Risk-Adjusted Performance

0 of 100

 
Weak
 
Strong
Very Weak
Over the last 90 days Better World Green has generated negative risk-adjusted returns adding no value to investors with long positions. Despite quite persistent technical and fundamental indicators, Better World is not utilizing all of its potentials. The latest stock price mess, may contribute to short-term losses for the institutional investors.
Big Camera 

Risk-Adjusted Performance

8 of 100

 
Weak
 
Strong
OK
Compared to the overall equity markets, risk-adjusted returns on investments in Big Camera are ranked lower than 8 (%) of all global equities and portfolios over the last 90 days. Despite quite conflicting technical and fundamental indicators, Big Camera disclosed solid returns over the last few months and may actually be approaching a breakup point.
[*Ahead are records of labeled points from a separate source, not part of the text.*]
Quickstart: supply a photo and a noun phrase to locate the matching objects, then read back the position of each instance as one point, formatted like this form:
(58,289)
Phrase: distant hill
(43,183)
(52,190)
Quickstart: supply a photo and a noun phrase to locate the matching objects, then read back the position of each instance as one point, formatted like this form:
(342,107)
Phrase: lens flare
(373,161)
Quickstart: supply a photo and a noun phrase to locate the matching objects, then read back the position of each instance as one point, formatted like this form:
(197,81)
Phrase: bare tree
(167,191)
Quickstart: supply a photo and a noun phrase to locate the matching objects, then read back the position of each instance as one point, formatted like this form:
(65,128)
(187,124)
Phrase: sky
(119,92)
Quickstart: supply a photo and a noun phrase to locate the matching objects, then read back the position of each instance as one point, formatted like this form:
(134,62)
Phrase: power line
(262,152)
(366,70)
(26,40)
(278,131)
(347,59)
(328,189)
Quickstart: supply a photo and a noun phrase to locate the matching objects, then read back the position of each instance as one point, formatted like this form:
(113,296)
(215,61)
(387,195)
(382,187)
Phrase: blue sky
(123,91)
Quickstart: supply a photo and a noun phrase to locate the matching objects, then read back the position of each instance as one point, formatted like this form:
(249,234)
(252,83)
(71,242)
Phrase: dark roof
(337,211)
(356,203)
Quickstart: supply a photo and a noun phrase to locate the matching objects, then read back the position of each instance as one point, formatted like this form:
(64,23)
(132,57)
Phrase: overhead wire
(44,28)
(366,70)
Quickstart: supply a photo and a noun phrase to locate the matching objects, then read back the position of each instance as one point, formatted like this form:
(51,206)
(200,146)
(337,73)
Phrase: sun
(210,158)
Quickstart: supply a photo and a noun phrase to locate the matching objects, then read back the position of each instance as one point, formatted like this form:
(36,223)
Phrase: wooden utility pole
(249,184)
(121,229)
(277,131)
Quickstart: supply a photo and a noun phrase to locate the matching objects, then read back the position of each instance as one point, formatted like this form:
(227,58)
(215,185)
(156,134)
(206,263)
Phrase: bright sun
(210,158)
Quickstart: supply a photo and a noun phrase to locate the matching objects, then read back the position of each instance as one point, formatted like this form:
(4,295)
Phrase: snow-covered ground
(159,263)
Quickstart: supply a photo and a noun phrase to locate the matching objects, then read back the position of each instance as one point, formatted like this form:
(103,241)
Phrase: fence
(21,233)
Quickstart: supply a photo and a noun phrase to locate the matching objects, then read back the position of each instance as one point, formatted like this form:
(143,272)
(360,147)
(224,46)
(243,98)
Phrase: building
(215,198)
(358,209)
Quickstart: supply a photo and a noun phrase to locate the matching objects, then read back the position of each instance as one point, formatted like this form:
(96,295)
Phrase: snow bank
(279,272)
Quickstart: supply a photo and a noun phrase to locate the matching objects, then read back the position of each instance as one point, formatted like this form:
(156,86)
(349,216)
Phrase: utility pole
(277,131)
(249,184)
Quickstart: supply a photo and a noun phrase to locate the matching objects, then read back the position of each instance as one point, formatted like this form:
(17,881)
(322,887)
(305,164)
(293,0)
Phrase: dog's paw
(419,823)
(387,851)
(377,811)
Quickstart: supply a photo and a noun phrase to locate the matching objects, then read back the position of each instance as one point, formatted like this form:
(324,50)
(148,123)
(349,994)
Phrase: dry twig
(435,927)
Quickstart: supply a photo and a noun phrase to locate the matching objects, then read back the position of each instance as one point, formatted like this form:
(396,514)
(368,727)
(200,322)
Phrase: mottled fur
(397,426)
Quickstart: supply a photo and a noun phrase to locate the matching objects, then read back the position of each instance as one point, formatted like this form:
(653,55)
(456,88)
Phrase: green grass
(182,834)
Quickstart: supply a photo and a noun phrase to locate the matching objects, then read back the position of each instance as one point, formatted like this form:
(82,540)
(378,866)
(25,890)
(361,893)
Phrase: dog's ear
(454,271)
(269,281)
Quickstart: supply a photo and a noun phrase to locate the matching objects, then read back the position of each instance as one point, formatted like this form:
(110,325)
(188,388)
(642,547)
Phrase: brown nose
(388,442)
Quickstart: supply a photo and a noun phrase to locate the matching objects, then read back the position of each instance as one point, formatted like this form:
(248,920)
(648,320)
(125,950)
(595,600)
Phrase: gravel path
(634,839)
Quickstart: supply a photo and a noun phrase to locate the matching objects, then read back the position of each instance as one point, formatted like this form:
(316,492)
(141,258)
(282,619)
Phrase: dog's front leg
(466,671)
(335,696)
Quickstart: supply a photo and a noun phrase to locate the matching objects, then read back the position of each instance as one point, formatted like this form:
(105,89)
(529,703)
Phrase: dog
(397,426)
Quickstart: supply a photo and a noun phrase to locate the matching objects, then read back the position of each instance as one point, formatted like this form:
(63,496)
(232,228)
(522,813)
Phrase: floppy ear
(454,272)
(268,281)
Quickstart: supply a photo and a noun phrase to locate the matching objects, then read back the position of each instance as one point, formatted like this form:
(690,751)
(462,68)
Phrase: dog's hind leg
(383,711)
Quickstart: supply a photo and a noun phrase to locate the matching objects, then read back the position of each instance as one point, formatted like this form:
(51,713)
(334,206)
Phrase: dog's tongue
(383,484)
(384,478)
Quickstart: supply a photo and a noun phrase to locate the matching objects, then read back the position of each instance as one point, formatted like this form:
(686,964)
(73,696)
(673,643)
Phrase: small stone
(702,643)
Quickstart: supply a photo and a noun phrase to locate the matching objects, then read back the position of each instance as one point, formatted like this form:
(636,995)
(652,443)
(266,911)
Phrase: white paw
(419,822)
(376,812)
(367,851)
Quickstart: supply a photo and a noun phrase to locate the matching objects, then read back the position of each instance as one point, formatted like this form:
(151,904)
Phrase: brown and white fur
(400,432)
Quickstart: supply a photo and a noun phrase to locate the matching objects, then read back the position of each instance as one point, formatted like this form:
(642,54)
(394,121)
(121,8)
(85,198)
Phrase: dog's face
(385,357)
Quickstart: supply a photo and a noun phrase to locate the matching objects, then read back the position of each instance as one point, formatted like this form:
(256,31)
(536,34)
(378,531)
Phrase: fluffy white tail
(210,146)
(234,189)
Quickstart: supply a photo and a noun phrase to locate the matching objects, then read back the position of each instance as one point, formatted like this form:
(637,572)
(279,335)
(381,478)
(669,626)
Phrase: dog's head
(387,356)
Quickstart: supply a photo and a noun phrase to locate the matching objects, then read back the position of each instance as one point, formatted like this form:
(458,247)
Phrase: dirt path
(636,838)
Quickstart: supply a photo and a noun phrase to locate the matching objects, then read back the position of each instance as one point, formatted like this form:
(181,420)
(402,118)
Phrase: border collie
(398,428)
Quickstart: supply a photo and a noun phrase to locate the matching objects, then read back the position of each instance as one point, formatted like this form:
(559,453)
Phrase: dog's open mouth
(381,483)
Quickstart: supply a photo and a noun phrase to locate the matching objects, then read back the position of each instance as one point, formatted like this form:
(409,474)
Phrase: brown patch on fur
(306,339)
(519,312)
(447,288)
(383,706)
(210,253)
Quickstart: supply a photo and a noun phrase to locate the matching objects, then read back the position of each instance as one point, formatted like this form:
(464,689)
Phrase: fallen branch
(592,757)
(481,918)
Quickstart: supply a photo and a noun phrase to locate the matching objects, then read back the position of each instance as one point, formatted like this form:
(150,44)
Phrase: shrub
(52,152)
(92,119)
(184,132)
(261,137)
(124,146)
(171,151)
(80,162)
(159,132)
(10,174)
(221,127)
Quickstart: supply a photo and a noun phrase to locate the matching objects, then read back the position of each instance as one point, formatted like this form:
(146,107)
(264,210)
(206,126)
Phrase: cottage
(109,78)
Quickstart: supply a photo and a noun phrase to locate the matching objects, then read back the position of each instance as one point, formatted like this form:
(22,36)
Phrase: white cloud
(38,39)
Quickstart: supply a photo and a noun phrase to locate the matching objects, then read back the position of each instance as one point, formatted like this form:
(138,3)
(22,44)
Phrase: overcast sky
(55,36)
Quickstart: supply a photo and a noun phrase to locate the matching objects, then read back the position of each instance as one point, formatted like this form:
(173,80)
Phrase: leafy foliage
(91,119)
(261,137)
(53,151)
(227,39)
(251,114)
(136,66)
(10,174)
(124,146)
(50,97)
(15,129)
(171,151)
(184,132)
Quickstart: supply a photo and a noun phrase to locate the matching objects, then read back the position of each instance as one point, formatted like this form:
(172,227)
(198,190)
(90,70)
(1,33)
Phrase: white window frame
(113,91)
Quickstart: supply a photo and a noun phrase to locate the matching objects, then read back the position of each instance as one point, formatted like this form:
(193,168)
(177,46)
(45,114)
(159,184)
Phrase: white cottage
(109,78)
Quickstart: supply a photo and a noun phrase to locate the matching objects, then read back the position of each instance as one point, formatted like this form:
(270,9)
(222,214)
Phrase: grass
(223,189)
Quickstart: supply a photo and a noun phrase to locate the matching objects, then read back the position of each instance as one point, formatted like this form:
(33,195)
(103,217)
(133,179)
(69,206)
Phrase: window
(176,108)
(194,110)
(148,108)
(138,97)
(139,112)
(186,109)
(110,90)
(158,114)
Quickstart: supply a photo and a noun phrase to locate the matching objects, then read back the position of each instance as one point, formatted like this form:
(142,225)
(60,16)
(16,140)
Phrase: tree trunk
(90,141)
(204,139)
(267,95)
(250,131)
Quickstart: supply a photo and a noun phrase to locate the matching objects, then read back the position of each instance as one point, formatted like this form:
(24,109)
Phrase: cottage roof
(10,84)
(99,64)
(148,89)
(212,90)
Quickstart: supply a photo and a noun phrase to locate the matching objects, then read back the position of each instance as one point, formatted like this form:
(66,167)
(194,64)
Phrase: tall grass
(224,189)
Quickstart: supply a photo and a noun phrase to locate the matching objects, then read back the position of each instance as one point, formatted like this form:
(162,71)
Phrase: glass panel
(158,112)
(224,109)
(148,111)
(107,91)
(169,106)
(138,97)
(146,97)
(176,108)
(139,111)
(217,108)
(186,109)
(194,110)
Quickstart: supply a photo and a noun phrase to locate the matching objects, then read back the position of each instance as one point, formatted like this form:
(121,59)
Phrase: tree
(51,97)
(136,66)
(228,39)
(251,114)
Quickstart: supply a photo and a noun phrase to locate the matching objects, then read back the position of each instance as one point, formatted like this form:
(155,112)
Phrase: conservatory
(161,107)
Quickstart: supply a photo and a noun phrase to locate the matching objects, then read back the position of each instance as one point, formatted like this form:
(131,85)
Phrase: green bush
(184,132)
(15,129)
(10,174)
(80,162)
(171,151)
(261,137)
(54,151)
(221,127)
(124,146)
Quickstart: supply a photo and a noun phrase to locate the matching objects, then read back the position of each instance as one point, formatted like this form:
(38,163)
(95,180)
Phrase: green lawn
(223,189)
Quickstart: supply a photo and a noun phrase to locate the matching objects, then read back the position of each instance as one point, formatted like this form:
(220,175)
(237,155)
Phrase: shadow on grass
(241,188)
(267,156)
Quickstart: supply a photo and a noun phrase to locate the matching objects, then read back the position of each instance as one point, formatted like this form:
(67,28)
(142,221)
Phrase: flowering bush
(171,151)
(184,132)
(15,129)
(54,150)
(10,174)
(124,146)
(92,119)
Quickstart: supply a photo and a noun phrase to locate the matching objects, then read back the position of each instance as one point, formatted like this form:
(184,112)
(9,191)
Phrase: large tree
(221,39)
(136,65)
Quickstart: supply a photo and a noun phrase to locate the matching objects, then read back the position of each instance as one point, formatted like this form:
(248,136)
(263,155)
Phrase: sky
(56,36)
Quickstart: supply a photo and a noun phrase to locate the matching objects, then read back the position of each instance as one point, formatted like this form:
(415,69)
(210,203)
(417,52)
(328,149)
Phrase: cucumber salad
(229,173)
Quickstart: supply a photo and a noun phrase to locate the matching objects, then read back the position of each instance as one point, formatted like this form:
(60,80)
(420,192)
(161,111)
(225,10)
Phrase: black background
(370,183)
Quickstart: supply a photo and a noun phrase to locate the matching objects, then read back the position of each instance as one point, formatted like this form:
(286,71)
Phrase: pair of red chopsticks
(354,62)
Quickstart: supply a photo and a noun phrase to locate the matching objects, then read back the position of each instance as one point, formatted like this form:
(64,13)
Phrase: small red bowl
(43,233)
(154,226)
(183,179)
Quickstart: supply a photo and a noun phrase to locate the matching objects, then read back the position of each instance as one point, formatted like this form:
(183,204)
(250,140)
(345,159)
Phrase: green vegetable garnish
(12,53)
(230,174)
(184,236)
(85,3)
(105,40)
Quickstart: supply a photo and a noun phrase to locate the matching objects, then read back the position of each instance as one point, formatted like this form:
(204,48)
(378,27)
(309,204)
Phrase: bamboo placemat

Better World and Big Camera Volatility Contrast

   Predicted Return Density   
       Returns  

Pair Trading with Better World and Big Camera

The main advantage of trading using opposite Better World and Big Camera positions is that it hedges away some unsystematic risk. Because of two separate transactions, even if Better World position performs unexpectedly, Big Camera can make up some of the losses. Pair trading also minimizes risk from directional movements in the market. For example, if an entire industry or sector drops because of unexpected headlines, the short position in Big Camera will offset losses from the drop in Big Camera's long position.
The idea behind Better World Green and Big Camera pairs trading is to make the combined position market-neutral, meaning the overall market's direction will not affect its win or loss (or potential downside or upside). This can be achieved by designing a pairs trade with two highly correlated stocks or equities that operate in a similar space or sector, making it possible to obtain profits through simple and relatively low-risk investment.
Check out your portfolio center.
Note that this page's information should be used as a complementary analysis to find the right mix of equity instruments to add to your existing portfolios or create a brand new portfolio. You can also try the Pair Correlation module to compare performance and examine fundamental relationship between any two equity instruments.